Kraliyetin sahip olduğu bir başka kalem de İskoçya’da bulunan Crown Estate İskoçya’nın mülkleri.
İskoçya’daki servetin değerinin yaklaşık 590 milyon dolar civarında olduğu kaydediliyor.
Kral 3. Charles’ın Buckingham Sarayı’nı satma yetkisi yok
Crown Estate’in dışında kalan mülkler de servetin önemli bir kısmını oluşturuyor.
Lancaster Dükü unvanını alacak olan Kral 3. Charles, bu unvan sayesinde 18 bin hektardan fazla bir araziden de gelir ediyor.
Kral Charles’ın bir önceki unvanı olan ve şimdi en büyük oğlu William’a geçen 1,3 milyar dolarlık bir servete karşılık gelen Cornwall Dükü unvanı da beraberinde yılda 20 milyon sterlin gelire denk düşüyor.
William’ın payına düşen bu mirasın içerisinde, Birleşik Krallık’taki en büyük organik gıda markasının yanı sıra Transilvanya’da bulunan doğa ile iç içe bir inziva merkezi de bulunuyor.
Unvanların dışında kalan mal varlıkları arasında Buckingham Sarayı ve Kensington Sarayı da bulunuyor. Ancak kraliyetin bu yapılar üzerinde karar alma hakları da kısıtlı.
Yeni Kral 3. Charles yaklaşık 5 milyar dolar değere sahip Buckingham Sarayı’nı satma yetkisine de sahip değil.
Monarşi karşıtları kraliyete ait servetin halka geri verilmesini istiyor
Birleşik Krallık’ta yaşayan monarşi karşıtları, Kraliyet giderlerinin vergi mükelleflerince karşılanmasının yıllardır doğru olmadığını dillendiriliyor.
Bu hakların varılan mutabakat sonrasında monarşiye verildiği 1760’lı yıllardan bu yana süren tartışmada, cumhuriyet rejimi yanlıları krallığa ait tüm malvarlığının halka geri verilmesi gerektiğini savunuyor.
Financial Times’dan Hill, milyonlarca sterlin değerindeki Kraliyet harcamalarının gelecek dönemde de devam edeceğine inandığını belirtti.
Bununla birlikte Hill, son dönemde artan tartışmalar ışığında, Kral 3. Charles döneminde giderleri kesintiye uğratmak için daha az sayıda personelin çalışmasına ve Kraliyet üyelerinin harcamalarının devlet tarafından karşılanan kısmının azaltılmasına yönelik bazı adımların atılabileceğini söyledi.

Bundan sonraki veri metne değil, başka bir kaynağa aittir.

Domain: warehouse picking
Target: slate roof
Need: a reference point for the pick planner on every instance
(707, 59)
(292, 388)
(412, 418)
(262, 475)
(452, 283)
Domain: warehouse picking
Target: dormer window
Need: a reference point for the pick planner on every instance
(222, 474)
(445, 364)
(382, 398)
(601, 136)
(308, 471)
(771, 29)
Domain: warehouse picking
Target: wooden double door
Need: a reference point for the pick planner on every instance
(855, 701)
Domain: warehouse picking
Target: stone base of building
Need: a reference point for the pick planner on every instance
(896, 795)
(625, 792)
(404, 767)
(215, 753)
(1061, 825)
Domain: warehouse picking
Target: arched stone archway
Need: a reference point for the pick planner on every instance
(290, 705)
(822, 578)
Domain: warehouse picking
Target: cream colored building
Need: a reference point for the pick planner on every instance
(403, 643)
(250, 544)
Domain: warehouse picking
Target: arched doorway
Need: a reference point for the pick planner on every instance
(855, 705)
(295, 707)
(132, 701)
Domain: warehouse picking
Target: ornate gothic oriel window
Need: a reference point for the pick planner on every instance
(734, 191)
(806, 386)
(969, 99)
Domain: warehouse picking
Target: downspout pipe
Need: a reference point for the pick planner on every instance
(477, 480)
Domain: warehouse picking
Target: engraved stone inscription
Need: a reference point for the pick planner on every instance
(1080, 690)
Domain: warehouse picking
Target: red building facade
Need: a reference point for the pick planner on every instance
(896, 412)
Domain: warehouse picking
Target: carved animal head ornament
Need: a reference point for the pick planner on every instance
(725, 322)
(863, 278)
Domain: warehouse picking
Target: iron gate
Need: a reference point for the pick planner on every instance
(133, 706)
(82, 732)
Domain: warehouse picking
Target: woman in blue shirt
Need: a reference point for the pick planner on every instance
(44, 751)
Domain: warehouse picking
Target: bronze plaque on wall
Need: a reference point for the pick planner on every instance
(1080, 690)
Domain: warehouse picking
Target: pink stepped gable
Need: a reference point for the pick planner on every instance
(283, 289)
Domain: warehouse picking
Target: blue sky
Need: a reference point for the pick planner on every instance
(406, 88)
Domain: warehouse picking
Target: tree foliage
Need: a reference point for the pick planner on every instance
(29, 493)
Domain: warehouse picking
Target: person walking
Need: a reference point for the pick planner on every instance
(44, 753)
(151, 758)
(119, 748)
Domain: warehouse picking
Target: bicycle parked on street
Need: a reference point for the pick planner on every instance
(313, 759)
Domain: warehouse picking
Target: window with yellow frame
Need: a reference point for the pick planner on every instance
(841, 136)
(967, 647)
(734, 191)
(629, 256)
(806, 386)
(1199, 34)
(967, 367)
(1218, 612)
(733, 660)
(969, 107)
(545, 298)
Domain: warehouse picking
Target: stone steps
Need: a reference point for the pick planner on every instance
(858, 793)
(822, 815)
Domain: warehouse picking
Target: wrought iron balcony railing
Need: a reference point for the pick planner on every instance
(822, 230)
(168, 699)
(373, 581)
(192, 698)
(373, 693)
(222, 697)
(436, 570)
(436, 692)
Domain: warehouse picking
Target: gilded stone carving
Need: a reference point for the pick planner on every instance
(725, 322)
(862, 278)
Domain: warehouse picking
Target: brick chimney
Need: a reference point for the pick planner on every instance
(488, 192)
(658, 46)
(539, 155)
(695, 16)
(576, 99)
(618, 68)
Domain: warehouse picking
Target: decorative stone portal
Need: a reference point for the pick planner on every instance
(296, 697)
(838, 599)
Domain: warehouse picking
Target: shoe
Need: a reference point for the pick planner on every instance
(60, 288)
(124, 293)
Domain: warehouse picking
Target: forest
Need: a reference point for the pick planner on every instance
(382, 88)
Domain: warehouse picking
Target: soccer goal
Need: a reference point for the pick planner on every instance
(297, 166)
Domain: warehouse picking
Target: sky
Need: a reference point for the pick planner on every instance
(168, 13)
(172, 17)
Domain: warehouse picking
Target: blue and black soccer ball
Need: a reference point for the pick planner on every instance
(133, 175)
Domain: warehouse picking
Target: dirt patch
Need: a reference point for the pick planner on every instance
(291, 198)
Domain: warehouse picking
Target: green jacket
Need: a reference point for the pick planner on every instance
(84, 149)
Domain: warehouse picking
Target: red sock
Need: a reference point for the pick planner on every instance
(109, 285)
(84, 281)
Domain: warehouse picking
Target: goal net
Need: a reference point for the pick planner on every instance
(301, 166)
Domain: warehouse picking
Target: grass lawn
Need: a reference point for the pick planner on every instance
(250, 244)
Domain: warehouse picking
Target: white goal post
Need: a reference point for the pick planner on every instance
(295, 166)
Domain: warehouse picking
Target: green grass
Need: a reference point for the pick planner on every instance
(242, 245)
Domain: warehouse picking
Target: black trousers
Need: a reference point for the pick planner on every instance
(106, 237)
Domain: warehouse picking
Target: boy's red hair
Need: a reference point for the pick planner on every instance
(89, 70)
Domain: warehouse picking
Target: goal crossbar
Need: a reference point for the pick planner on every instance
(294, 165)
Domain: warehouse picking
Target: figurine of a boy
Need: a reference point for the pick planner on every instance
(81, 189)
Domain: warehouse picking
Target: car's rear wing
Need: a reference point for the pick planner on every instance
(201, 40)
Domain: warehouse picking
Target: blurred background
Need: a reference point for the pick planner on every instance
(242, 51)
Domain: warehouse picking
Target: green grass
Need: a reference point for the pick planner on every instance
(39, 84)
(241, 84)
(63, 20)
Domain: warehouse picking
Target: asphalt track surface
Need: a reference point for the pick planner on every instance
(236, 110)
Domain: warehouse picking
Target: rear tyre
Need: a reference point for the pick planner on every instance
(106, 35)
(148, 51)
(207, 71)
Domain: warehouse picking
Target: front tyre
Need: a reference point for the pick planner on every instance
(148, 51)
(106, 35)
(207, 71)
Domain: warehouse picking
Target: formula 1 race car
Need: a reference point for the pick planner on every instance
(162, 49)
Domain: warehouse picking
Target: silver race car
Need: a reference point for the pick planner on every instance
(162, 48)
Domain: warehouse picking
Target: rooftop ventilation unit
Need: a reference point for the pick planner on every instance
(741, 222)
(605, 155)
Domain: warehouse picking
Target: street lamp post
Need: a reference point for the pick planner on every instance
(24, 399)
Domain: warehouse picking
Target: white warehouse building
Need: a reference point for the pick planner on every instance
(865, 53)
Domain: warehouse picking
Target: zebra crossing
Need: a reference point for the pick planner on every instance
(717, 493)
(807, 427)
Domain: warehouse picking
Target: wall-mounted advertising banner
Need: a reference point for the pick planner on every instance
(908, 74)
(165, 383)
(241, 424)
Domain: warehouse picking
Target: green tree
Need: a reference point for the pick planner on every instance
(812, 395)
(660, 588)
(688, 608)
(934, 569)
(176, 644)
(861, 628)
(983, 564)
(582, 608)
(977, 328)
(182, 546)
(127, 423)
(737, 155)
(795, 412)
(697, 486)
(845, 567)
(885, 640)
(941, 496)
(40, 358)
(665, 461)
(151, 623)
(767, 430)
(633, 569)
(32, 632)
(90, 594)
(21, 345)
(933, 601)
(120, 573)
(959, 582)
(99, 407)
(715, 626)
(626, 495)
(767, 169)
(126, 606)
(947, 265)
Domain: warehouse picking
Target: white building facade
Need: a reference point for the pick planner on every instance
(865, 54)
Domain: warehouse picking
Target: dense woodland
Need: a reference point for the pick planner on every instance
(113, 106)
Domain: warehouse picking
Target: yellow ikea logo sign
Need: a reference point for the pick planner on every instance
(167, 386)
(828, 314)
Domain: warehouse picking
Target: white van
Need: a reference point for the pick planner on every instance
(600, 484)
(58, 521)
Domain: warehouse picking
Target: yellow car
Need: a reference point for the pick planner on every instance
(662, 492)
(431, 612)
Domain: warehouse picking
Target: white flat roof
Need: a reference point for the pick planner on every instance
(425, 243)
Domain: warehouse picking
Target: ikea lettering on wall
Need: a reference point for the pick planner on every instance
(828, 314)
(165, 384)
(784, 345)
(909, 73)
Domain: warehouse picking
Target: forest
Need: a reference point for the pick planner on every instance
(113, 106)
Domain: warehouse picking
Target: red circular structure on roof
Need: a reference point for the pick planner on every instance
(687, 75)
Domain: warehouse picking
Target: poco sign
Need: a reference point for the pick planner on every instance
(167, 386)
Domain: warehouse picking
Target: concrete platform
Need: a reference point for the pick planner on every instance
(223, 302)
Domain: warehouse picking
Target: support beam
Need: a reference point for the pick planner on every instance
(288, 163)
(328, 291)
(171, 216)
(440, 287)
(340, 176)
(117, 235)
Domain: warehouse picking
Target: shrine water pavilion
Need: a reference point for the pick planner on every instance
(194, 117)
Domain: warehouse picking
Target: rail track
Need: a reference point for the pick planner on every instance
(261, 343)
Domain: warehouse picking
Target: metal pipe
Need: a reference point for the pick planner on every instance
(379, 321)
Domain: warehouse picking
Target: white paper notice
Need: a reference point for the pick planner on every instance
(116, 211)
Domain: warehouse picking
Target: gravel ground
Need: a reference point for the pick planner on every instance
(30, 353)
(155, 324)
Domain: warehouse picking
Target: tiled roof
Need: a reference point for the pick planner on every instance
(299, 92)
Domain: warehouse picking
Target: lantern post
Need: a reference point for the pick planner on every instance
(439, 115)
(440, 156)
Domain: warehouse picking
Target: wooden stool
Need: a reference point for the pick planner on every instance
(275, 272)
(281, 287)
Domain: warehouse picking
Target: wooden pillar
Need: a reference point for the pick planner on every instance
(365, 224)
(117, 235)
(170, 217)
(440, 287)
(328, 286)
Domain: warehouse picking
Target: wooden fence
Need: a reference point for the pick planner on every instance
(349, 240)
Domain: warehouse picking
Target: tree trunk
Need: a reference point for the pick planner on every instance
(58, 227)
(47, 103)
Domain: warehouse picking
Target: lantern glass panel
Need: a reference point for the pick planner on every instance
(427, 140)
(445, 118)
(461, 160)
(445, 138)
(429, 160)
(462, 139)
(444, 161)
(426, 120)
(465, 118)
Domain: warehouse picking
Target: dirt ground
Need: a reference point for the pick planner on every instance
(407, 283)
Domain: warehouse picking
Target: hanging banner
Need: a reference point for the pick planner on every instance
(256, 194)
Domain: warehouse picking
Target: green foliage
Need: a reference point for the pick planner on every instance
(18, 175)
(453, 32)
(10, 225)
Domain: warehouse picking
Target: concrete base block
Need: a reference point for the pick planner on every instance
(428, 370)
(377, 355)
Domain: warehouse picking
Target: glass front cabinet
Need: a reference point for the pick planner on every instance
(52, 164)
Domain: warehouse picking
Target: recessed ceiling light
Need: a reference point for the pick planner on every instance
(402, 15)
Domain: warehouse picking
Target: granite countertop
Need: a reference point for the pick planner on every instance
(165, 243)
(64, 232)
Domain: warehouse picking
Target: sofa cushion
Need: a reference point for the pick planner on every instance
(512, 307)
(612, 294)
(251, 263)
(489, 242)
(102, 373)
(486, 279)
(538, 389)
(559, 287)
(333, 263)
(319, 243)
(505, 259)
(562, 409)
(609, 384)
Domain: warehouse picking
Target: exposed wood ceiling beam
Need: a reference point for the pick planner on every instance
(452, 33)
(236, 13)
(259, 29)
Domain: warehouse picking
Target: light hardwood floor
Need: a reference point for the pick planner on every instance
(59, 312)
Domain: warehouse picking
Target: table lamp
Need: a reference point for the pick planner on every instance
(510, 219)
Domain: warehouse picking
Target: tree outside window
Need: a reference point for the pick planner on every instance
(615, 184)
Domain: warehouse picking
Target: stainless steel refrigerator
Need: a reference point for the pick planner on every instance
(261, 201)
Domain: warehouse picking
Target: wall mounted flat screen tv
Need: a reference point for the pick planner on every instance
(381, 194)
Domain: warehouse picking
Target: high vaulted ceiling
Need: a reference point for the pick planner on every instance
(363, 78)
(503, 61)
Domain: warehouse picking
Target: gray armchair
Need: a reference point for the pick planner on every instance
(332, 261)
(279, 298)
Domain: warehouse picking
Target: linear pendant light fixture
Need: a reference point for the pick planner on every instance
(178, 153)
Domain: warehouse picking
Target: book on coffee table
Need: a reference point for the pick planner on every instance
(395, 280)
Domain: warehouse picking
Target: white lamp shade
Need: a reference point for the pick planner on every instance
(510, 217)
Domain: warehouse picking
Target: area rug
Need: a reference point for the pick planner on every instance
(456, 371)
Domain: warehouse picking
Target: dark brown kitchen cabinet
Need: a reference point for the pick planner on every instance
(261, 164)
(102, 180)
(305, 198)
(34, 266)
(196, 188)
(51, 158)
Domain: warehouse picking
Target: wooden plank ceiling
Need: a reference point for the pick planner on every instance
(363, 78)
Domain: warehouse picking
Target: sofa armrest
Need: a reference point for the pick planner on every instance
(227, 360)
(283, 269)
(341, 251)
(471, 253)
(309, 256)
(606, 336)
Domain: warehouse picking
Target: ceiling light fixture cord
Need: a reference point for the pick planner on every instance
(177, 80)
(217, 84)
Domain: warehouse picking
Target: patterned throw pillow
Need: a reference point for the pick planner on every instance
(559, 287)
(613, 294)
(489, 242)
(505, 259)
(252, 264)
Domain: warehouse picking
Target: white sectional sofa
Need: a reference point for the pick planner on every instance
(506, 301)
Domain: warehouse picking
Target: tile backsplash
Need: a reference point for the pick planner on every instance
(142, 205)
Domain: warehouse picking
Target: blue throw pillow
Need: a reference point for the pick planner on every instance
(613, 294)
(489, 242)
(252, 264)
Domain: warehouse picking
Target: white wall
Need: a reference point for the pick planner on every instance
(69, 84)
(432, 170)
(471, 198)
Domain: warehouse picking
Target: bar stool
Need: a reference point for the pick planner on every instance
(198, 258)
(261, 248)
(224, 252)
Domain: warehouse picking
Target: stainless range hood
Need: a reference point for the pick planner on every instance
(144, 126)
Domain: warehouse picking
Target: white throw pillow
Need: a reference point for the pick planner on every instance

Royal Holloway Üniversite’sinden Prof. Pauline Maclaran da vergi ödeyen İngiliz vatandaşların mevcut durumu sorguladıklarına işaret ederek, “Gördüğümüz birçok gerilim ve eleştiri, monarşinin İngiliz vergi mükelleflerine çok fazla paraya mal olması ve yeterince değer getirmemesi.” ifadelerini kullandı.
Monarşinin temsil ettiği değerleri ön plana koyarak öneminin altını çizmek istediğini kaydeden Maclaran, bu şekilde geleneğin savunucusu pozisyonunu vurguladığı değerlendirmesinde bulundu.
Prof. Maclaran, buna karşılık monarşiyi anlamının genç jenerasyon üzerindeki öneminin azaldığına dikkati çekerek, monarşi yanlılarının daha çok yaşlı ve daha muhafazakar görüşlü kişilerden oluştuğunu belirtti.
Turizm gelirleri
Kraliyetin marka değerinin turizm gelirlerini ne denli etkilediği de konuyla ilgili bir başka temel soru olarak göze çarpıyor.
Monarşi yanlıları Kraliyetin geleneksel öneminin ülke ekonomisine etkisine vurgu yapıyor.
Brand Finance adlı şirket tarafından 2017’de konuyla ilgili yapılan son araştırmada, Kraliyetin İngiliz turizmine katkısının 640 milyon dolar olduğu analizi yer almıştı. Ancak kraliyet üyelerinin güvenlik giderlerinin Crown Estate’in dışında devlet tarafından karşılandığını belirten sivil toplum kuruluşu “Republic”, Kraliyetin korunma maliyetinin bile 345 milyon sterlin olduğunu iddia ediyor.
Uzmanlar, konuyla ilgili tartışmaların uzun bir süre daha devam edeceğini öngörüyor.